Le 28 décembre 1895, Volpini frappe un grand coup ! Il accepte de louer son Salon Indien à
Louis Lumière (1864-1948) qui va y présenter pour la première fois en public, les films de son Cinématographe. Les représentations auront lieu tous les jours, de 10 heures à midi, de 2 heures à 6 heures et demie et de 8 heures à 10
heures du soir. L’engouement sera tel que les recettes atteindront rapidement 2.000 à 2.500 francs par jour. Le Figaro du 6 mars 1896 se fait l’écho de ce succès :
— On n’avait vu depuis longtemps une vogue pareille à celle qu’obtient le Cinematographe-Lumière. La petite salle du boulevard des Capucines est littéralement assiégée chaque jour par une foule de visiteurs. Les plus hautes personnalités parisiennes, les mondaines les plus élégantes n’hésitent pas à faire queue pour admirer les merveilleuses projections animées.

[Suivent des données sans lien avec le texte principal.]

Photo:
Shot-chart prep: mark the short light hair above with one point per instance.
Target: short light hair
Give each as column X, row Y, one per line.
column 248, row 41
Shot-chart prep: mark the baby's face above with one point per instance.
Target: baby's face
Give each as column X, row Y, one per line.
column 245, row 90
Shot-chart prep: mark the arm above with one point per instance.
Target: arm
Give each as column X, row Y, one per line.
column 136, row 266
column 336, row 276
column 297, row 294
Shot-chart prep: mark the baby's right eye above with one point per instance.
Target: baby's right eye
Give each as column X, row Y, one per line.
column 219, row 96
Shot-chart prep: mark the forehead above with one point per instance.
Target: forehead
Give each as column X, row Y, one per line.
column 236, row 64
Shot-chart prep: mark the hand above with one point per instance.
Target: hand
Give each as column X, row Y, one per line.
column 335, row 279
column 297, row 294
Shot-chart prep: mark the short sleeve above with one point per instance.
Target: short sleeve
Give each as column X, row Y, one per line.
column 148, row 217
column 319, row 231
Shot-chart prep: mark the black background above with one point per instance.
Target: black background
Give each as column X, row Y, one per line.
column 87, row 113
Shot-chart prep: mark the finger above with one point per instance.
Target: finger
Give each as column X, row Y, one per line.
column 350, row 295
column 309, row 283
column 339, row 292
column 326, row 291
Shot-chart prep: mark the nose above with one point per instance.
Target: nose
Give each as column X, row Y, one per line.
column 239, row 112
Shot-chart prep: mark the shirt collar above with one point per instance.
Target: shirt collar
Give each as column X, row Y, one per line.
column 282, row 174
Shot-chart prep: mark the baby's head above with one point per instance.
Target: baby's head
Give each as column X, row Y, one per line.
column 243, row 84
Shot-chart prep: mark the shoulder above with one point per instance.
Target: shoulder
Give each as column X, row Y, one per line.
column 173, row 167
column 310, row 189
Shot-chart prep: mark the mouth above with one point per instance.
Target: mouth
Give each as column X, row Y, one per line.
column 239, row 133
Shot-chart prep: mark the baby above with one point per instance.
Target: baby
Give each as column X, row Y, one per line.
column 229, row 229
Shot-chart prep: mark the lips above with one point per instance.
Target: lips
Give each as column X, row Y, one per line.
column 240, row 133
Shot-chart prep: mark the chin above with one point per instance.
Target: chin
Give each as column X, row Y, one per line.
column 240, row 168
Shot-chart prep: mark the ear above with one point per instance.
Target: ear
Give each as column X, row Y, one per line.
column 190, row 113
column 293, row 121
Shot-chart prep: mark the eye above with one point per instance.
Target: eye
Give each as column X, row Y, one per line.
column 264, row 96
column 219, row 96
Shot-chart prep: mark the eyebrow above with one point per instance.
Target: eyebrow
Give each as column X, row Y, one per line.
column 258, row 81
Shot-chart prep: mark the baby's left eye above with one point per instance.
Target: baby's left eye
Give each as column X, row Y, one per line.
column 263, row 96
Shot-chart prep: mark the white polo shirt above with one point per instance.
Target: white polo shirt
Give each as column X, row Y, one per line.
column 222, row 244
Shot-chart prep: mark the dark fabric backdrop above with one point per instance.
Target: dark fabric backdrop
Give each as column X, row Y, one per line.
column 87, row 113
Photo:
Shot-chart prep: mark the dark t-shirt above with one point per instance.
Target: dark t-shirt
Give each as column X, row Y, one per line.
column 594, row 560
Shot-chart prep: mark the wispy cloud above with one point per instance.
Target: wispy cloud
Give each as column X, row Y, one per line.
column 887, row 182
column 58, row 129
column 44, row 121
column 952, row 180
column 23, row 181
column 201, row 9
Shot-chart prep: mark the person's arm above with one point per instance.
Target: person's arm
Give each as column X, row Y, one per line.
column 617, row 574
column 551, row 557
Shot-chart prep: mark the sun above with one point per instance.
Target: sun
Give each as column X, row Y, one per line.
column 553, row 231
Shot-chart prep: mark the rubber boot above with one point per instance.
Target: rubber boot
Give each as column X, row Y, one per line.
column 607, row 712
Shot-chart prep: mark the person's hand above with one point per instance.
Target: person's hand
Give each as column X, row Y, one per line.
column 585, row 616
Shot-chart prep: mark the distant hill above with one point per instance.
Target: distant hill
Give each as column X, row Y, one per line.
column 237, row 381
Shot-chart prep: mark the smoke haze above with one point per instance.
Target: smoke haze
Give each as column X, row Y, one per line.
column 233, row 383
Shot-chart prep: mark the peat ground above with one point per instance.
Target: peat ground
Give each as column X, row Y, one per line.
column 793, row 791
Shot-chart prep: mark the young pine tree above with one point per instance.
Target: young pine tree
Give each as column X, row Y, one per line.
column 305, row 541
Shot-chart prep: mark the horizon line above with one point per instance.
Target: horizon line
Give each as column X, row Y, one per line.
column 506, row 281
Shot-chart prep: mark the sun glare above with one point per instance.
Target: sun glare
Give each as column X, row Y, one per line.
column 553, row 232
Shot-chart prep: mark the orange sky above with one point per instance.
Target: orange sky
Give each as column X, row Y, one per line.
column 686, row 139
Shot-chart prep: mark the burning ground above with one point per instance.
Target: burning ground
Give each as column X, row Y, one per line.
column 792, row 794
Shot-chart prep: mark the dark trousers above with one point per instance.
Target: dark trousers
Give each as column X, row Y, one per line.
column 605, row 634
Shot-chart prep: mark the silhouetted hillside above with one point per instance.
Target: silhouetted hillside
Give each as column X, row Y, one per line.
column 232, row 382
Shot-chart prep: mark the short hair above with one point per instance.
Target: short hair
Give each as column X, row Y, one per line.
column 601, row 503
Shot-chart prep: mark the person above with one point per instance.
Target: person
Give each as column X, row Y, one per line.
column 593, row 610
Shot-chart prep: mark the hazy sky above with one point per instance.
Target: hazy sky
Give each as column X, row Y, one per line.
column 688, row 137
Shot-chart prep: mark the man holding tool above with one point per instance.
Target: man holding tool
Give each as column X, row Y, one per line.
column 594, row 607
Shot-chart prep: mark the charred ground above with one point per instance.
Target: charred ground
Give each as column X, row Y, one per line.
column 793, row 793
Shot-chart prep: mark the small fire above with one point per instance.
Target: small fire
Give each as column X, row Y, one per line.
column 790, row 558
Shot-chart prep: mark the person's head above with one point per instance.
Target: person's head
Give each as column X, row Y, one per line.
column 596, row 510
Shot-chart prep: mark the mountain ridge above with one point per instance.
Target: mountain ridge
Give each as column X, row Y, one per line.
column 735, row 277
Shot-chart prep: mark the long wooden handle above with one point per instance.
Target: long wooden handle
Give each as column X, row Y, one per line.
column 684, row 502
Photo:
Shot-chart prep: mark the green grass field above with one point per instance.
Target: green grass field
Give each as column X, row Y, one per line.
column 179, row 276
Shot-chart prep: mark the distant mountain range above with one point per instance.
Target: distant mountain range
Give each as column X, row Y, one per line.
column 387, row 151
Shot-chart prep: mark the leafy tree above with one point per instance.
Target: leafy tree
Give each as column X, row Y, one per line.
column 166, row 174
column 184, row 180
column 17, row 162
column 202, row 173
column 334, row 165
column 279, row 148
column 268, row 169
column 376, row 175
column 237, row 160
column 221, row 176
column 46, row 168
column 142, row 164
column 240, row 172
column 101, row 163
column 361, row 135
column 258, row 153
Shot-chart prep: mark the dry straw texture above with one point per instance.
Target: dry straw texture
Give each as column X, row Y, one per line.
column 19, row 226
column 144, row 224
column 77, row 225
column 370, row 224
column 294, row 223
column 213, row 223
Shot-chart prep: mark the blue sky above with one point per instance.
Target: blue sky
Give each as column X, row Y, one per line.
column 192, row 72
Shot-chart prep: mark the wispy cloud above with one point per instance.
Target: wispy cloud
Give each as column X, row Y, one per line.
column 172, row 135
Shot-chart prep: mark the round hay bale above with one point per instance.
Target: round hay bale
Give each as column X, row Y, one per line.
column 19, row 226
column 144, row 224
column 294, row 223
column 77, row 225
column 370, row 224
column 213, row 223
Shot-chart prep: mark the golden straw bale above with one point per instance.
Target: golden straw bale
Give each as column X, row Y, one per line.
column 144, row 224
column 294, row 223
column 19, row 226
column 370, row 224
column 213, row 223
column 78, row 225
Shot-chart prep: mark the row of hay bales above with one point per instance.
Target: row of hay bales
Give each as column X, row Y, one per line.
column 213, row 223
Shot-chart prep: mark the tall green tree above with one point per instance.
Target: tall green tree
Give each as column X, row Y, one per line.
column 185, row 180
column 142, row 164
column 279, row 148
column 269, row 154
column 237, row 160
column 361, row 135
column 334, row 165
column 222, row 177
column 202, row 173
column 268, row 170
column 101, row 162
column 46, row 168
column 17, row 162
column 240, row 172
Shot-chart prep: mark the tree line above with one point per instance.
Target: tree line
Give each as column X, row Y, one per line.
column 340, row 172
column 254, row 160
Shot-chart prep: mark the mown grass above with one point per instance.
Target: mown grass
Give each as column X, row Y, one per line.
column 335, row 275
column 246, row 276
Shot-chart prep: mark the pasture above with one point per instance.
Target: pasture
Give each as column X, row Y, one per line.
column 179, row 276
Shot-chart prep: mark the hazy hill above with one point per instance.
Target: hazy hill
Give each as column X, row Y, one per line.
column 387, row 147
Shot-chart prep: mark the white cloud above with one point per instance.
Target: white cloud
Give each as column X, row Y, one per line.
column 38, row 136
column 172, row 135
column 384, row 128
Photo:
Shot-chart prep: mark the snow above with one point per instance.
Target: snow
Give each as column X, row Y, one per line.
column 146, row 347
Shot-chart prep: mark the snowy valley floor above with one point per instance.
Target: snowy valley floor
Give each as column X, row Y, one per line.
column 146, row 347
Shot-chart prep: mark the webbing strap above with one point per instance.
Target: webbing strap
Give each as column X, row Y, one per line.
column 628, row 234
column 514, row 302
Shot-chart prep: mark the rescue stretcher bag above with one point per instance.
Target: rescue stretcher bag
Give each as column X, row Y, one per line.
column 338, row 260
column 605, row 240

Les représentations au Salon Indien du Grand Café continueront ainsi jusqu’au 25 décembre 1903.
L’un des dix films présentés ce 28 décembre 1895 au Salon Indien du Grand Café
La Sortie de l’Usine Lumière à Lyon : voir ► ICI
En 1897, Volpini cède son affaire, arrivée à son apogée, à
Arthur Mélidor Breton qui ne suivra pas la trace de son prédécesseur en ce qui concerne le sens des affaires.
Né à Branches dans l’Yonne,
Mélidor Breton (1856-1911) est maître d’hôtel, résidant 32 rue Saint-Paul à Paris, lorsqu’il épouse le 23 janvier 1886, à Paris 9e,
Victorine Augustine Jardin, cuisinière, née le 13 avril 1864 à La Lande d’Airou dans la Manche.
Le 3 mai 1900, à peine 3 ans après son acquisition, Mélidor Breton est déclaré en faillite (Chapuis juge commissaire, Bonneau syndic), alors qu’il vient de céder en catastrophe, le 1er avril 1900, le fonds de commerce du Grand Café à
François Taclet. La faillite de Breton sera clôturée le 30 juin 1903 pour insuffisance d’actif…
Notons au passage que le Grand Café est situé au rez-de-chaussée de l’Hôtel Scribe qui appartient depuis 1898 au fameux Henry Ruhl (1869-1956)
voir ► ICI et que l’immeuble tout comme ceux de nombreux immeubles circonvoisins du quartier appartiennent à la
Rente Foncière qui les afferment aux commerces qui les occupent.
François Taclet (1842-1907), originaire de Filain en Haute-Saône, s’est marié le 12 février 1870 à Paris 4e, avec
Pamela Blondeau (1849-1929) née à Verberie dans l’Oise où son père était marchand de chevaux. Lors de ce mariage, Taclet est
marchand de beurre en gros demeurant à Paris 19e, 10 passage Puebla, son épouse, 3 rue des Mauvais Garçons dans le 4e, est
marchande de beurre en gros ; sont témoins au mariage : Joseph Antony, 38 ans
marchand de beurre en gros 42 rue Petit dans le 19e arrt., Pierre Hélias, 29 ans
marchand de beurre 3 rue des Mauvais Garçons.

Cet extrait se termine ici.